L’importance accordée actuellement par la direction à la méthode Birkman de mesure et d’évaluation de la personnalité, mérite de s’y arrêter un instant, ne serait-ce que pour en appréhender les potentialités et limites. Conçu dans les années 1940 par un ancien pilote soucieux d’améliorer la procédure de sélection des pilotes de chasse, le test en question, d’origine américaine, comme la plupart des approches de ce type, s’avère relativement peu employé de ce côté-ci de l’Atlantique. En France, notamment, nombreuses sont les entreprises privilégiant plutôt le MBTI, le SOSIE, le PAPI ou le Big Five (OCEAN). On peut donc déjà s’interroger légitimement sur le choix du test Birkman.
Son concept a peu a peu évolué pour devenir un outil de mesure de l’évolution comportementale, professionnelle et de gestion de carrière basé sur la « mesure » des attentes professionnelles et sociales de chacun, ses valeurs individuelles, son comportement sous stress, ses pôles d’intérêt et ses comportements-types. Ce test, cette méthode appliquée encore aujourd’hui dans de nombreuses universités et grandes entreprises aux USA permettrait, en principe, d’en savoir plus sur soi-même et son fonctionnement.
Quoiqu’il en soit, le test Birkman, aujourd’hui essentiellement utilisé en gestion de carrière, promet, selon ses promoteurs, d’identifier les centres d’intérêt, atouts professionnels et le style du vie du salarié évalué avec, pour ambitieux objectif, l’identification des familles d’emploi dans lesquelles celui-ci devrait le mieux s’épanouir et par conséquent réussir.

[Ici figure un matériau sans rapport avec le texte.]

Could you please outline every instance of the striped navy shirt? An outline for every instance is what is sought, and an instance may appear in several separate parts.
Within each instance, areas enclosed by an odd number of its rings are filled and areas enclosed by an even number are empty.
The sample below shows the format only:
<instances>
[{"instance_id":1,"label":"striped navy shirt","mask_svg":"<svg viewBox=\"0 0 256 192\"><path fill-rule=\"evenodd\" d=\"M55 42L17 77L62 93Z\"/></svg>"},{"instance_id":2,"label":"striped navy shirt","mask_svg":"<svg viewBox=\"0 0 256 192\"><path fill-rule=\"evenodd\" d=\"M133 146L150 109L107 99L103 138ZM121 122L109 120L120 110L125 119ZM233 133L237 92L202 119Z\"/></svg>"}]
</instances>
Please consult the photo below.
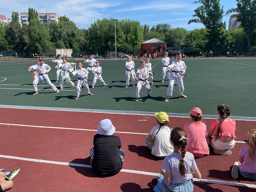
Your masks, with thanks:
<instances>
[{"instance_id":1,"label":"striped navy shirt","mask_svg":"<svg viewBox=\"0 0 256 192\"><path fill-rule=\"evenodd\" d=\"M191 179L193 176L190 171L190 169L195 169L197 168L194 156L191 153L186 152L184 160L186 173L185 177L184 177L181 175L179 169L181 158L181 155L173 153L164 158L162 164L162 169L171 172L172 183L181 183Z\"/></svg>"}]
</instances>

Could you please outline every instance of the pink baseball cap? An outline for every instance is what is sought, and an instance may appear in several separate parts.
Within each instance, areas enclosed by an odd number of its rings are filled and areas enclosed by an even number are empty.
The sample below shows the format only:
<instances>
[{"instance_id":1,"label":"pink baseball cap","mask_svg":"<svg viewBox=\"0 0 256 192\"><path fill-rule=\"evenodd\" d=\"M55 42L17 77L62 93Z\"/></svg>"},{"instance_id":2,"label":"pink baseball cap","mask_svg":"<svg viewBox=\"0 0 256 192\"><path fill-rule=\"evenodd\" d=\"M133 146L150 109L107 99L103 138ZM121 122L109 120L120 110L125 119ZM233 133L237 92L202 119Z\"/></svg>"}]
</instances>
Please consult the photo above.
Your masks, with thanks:
<instances>
[{"instance_id":1,"label":"pink baseball cap","mask_svg":"<svg viewBox=\"0 0 256 192\"><path fill-rule=\"evenodd\" d=\"M189 114L196 117L201 117L203 116L202 111L199 107L195 107L191 110Z\"/></svg>"}]
</instances>

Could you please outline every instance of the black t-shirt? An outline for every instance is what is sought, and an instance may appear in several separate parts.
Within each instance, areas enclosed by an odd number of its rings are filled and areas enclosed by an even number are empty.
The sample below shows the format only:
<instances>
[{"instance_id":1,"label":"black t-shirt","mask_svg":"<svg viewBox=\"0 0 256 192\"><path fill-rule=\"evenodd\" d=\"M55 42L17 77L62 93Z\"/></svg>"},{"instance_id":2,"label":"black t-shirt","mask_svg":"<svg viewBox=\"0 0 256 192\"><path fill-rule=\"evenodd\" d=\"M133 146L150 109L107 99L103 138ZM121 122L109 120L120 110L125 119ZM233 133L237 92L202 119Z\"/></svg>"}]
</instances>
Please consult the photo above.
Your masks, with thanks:
<instances>
[{"instance_id":1,"label":"black t-shirt","mask_svg":"<svg viewBox=\"0 0 256 192\"><path fill-rule=\"evenodd\" d=\"M111 173L122 166L118 152L121 140L115 135L96 134L93 139L94 155L93 169L98 174Z\"/></svg>"}]
</instances>

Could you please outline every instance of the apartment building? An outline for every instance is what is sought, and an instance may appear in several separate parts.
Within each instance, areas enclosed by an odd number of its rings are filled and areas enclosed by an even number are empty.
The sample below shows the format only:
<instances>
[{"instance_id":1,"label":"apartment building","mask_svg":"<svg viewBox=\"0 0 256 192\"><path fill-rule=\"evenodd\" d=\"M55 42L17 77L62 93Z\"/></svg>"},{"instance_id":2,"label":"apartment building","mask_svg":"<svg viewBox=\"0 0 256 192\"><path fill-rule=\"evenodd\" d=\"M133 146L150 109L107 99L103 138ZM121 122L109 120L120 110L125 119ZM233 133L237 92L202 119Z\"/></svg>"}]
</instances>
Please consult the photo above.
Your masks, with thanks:
<instances>
[{"instance_id":1,"label":"apartment building","mask_svg":"<svg viewBox=\"0 0 256 192\"><path fill-rule=\"evenodd\" d=\"M41 23L46 24L54 21L59 22L60 17L57 13L37 13L38 19ZM21 13L21 20L22 26L27 25L29 24L28 22L28 13Z\"/></svg>"},{"instance_id":2,"label":"apartment building","mask_svg":"<svg viewBox=\"0 0 256 192\"><path fill-rule=\"evenodd\" d=\"M0 14L0 22L8 23L8 20L6 18L6 16L4 15L1 15Z\"/></svg>"},{"instance_id":3,"label":"apartment building","mask_svg":"<svg viewBox=\"0 0 256 192\"><path fill-rule=\"evenodd\" d=\"M230 16L228 20L228 30L231 30L234 28L240 28L241 27L241 21L237 20L236 18L239 14L233 14Z\"/></svg>"}]
</instances>

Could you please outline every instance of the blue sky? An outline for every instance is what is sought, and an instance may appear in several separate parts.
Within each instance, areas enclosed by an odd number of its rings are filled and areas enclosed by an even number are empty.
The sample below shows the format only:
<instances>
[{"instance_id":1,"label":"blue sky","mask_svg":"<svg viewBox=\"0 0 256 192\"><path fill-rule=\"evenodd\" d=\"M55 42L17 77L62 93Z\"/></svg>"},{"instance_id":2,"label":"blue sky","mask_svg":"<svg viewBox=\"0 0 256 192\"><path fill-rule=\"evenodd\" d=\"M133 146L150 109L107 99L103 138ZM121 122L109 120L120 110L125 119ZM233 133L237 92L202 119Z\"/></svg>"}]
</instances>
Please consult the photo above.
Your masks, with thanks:
<instances>
[{"instance_id":1,"label":"blue sky","mask_svg":"<svg viewBox=\"0 0 256 192\"><path fill-rule=\"evenodd\" d=\"M32 7L38 13L56 13L59 16L66 15L74 21L79 29L88 29L98 19L113 18L118 20L129 19L138 21L142 25L146 24L151 28L159 23L167 23L173 28L183 27L187 30L200 28L200 23L188 24L193 19L194 10L200 3L195 0L170 0L148 1L134 0L9 0L0 4L0 14L11 19L13 11L28 12ZM220 0L226 11L236 7L235 0ZM229 16L223 17L227 28Z\"/></svg>"}]
</instances>

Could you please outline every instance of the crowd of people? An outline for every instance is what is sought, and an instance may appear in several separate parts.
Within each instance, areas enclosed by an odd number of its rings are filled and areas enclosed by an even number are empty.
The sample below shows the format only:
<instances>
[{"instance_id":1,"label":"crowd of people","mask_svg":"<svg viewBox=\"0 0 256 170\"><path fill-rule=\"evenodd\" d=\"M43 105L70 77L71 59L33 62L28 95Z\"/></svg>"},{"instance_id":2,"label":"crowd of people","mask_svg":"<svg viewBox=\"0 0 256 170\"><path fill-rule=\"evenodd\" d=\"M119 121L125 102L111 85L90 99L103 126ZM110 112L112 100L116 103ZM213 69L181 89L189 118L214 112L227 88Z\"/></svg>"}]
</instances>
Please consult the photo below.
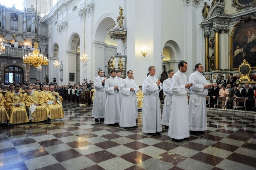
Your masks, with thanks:
<instances>
[{"instance_id":1,"label":"crowd of people","mask_svg":"<svg viewBox=\"0 0 256 170\"><path fill-rule=\"evenodd\" d=\"M187 63L181 61L178 66L176 73L168 71L169 77L162 84L154 76L155 68L151 66L147 77L139 87L133 80L132 71L127 72L127 78L124 79L121 72L114 69L110 71L109 78L99 70L92 82L90 80L81 84L79 82L59 86L56 83L41 83L38 79L34 83L2 83L1 92L5 93L4 96L0 93L0 122L9 121L13 124L48 119L61 120L64 116L62 100L74 102L75 95L78 97L82 92L93 92L91 117L96 122L104 121L111 126L119 124L127 129L136 128L138 109L141 108L143 132L159 135L162 125L168 129L168 135L173 140L182 142L189 140L190 134L199 135L207 129L206 96L210 97L211 107L217 103L218 96L226 97L234 105L236 98L243 97L246 98L246 110L255 109L255 84L250 87L246 83L243 88L242 83L236 84L232 74L227 81L223 76L218 76L216 82L211 80L209 83L203 75L204 67L201 63L195 65L195 72L188 79L184 74ZM162 89L165 97L161 117L159 94ZM77 98L79 103L79 98Z\"/></svg>"}]
</instances>

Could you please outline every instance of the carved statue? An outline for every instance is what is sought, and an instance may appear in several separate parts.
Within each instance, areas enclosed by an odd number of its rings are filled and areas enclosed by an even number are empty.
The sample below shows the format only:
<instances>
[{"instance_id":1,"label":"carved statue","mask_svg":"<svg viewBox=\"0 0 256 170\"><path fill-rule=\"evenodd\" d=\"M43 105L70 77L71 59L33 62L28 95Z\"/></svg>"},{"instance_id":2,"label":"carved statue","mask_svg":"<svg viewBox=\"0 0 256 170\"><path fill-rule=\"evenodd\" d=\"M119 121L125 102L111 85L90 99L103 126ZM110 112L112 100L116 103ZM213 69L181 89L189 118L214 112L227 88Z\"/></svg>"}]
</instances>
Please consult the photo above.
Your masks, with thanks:
<instances>
[{"instance_id":1,"label":"carved statue","mask_svg":"<svg viewBox=\"0 0 256 170\"><path fill-rule=\"evenodd\" d=\"M243 19L242 18L242 16L240 16L239 18L237 21L237 23L236 23L236 24L234 26L236 27L237 26L240 26L242 21L243 21Z\"/></svg>"},{"instance_id":2,"label":"carved statue","mask_svg":"<svg viewBox=\"0 0 256 170\"><path fill-rule=\"evenodd\" d=\"M120 60L118 63L118 69L121 72L123 71L123 66L124 66L124 65L123 64L123 61Z\"/></svg>"},{"instance_id":3,"label":"carved statue","mask_svg":"<svg viewBox=\"0 0 256 170\"><path fill-rule=\"evenodd\" d=\"M215 38L214 37L213 37L209 41L209 46L212 48L214 48Z\"/></svg>"},{"instance_id":4,"label":"carved statue","mask_svg":"<svg viewBox=\"0 0 256 170\"><path fill-rule=\"evenodd\" d=\"M211 9L211 8L210 5L207 4L206 2L205 2L204 6L203 6L203 10L202 11L202 15L204 18L207 17L210 9Z\"/></svg>"},{"instance_id":5,"label":"carved statue","mask_svg":"<svg viewBox=\"0 0 256 170\"><path fill-rule=\"evenodd\" d=\"M110 70L114 69L114 63L113 63L113 61L111 60L111 59L109 61L109 69Z\"/></svg>"}]
</instances>

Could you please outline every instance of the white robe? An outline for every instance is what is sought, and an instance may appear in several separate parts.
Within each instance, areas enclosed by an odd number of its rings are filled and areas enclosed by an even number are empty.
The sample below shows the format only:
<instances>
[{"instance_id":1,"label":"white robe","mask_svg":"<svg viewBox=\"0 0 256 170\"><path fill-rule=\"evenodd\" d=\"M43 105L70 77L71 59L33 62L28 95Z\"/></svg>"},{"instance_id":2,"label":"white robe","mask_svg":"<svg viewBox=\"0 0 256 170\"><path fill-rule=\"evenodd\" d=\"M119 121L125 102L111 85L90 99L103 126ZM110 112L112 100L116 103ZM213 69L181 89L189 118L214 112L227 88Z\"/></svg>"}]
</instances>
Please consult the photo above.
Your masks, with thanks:
<instances>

Au final et dans un monde idéal, il s’agirait d’aligner l’orientation professionnelle avec les atouts professionnels, les centres d’intérêt et le style de vie du collaborateur testé. Vaste et louable ambition.
La mesure et l’évaluation des attentes professionnelles et sociales, des valeurs individuelles, du comportement sous stress, les pôles d’intérêt et des comportements-types permettent la délicate mise à jour d’éventuelles contradictions, des potentialités mais aussi des failles du salarié. Pourquoi pas, mais à quelles fins ? Cet outil s’inscrit-il dans une démarche réfléchie et formalisée de gestion des carrières ? On sait le sujet des tests de personnalité controversé depuis toujours et dont l’application pose davantage de questions qu’elle n’y répond. Que veut-on mesurer ? Pour quelle finalité ? Que mesure-t-on vraiment ? Est-ce l’outil le mieux adapté pour cet objectif ? Qui l’administre et en assure la restitution ? A-t-il la formation, le recul et l’expérience requis ? Quels sont les biais à prendre en compte ? A-t-on vraiment une gestion de carrière à proposer au collaborateur évalué ? A terme, que deviendront ceux dont le test mesurera des écarts jugés excessifs entre le profil requis pour son poste et la restitution de ses résultats au test ?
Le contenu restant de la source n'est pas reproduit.